Portfolio and revenue diversification has its’ documented benefits.
When covering revenue diversification, most teams focus on removing the downside risks: revenue concentration, regulatory impacts, competition, sales cycles, etc…
BUT, there are two hidden benefits to revenue diversification that are not as well covered that I look for when evaluating a business. I will cover those topics today & tomorrow.
Hidden Benefit 1: THE NEW YORK, NEW YORK RULE
One hidden benefit for industrial technologies that serve the critical infrastructure verticals is how customer diversity grants a start-up exposure to win higher margin contracts. Here is my incredibly simple approach: the higher the margin available in the customer’s underlying product, the more investment that prospective customer can make in advancing IT/OT technologies. This approach is naturally consistent with the “value based pricing” blog I wrote about last month. The driver to this opportunity is the forcing function of lean product development and efficient distribution in the lower margin industries that subsequently creates greater cumulative profitability elsewhere.
If an industrial technology company is forced to make their unit economics work for the narrow-budgeted, low margin commodity provider (read: power, utilities) then the margin available to deliver that product to higher margin verticals should allow for materially greater profits. (competition pending!) These lower margin industries are a bootcamp to focus on delivering the highest value at the lowest price with an efficient go to market strategy.

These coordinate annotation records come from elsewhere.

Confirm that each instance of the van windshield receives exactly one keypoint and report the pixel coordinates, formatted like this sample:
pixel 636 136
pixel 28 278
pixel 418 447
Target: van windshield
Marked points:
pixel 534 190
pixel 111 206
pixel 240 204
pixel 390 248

I joke that this is my Sinatra “New York New York Rule” and that ““If you can make it here you can make it anywhere” I insist that start-ups increase pricing when going to these other verticals… they deserve it!
The site, Ready Ratios, shows gross margin by industry. And these directionally line up with my broad strokes interpretation below:
Show me a technology start-up making good margin in agriculture and power and I will show you an excellent business in the other verticals.